THE former head of Mossad, the Israeli Secret Intelligence Service, says we are in the throes of a new world war where the objective of the terrorist is not regime change or territorial gains but despatching western civilisation into history.
Efraim Halevy, who recently stepped down as the head of the Israel National Security Council and national security adviser to the Israeli prime minister, said we were in for the long haul and must brace ourselves for more that will follow.
Halevy, who was also an Israeli ambassador to the European Union, warned: "Thursday's attacks on the London transport system were the work of perpetrators who had an operational capacity of considerable scope. They have come a long way since the two attacks of 1998 against the American embassies in Nairobi and Dar es Salaam, and the horrors of September 11, 2001.
"There was careful planning, intelligence-gathering, and a sophisticated choice of timing as well as near-perfect execution. We are faced with a deadly and determined adversary who will stop at nothing and will persevere as long as he exists as a fighting terrorist force.

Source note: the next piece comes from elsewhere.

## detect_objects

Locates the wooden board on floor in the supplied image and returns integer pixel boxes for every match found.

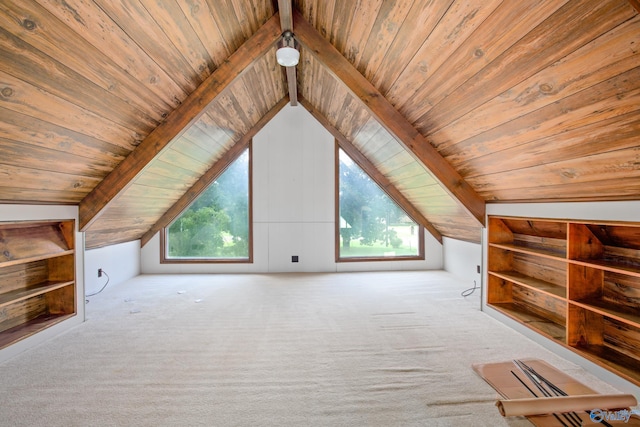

"We are in the throes of a world war, raging over the entire globe, and characterised by the absence of lines of conflict and an easily identifiable enemy. There are sometimes long pauses between one attack and the next, consequently creating the wrong impression that the battle is all over."
Halevy who is now a special adviser to Quest, a London-based security and intelligence consultancy, is seen as one of the world's most eminent authorities on terrorism, with extensive security service contacts.
He said the 'great wars' of the 20th century lasted less than this war, and the end was nowhere in sight. "The aim of the enemy is not to defeat western civilisation but to destroy its sources of power and existence, and to render it a relic of the past.
"It does not seek a territorial victory or a regime change; it wants to turn western civilisation into history and will stop at nothing less than that.
"It will show no mercy or compassion and no appreciation for these noble values when practised by us. Unfortunately, it cannot be said that seven years after this war broke out at the embassies in east Africa, we can see its conclusion.
"For a while - too short a while - we are engrossed with the sheer horror of what we have seen and heard, but with the passage of time our memories fade and we return to our daily lives, forgetting that the war is still raging out there and that more strikes are sure to follow.
"In practice, no government today can provide an effective 'suit of protection' for the ordinary citizen. There can be no protection for every bus, every train, every street, every square. In these times the ordinary citizen must be vigilant and must make his personal contribution to the war effort.
"This war is already one of the longest in modern times. As things appear now, it is destined to be part of our daily lives for many years to come - until the enemy is eliminated - as it surely will be."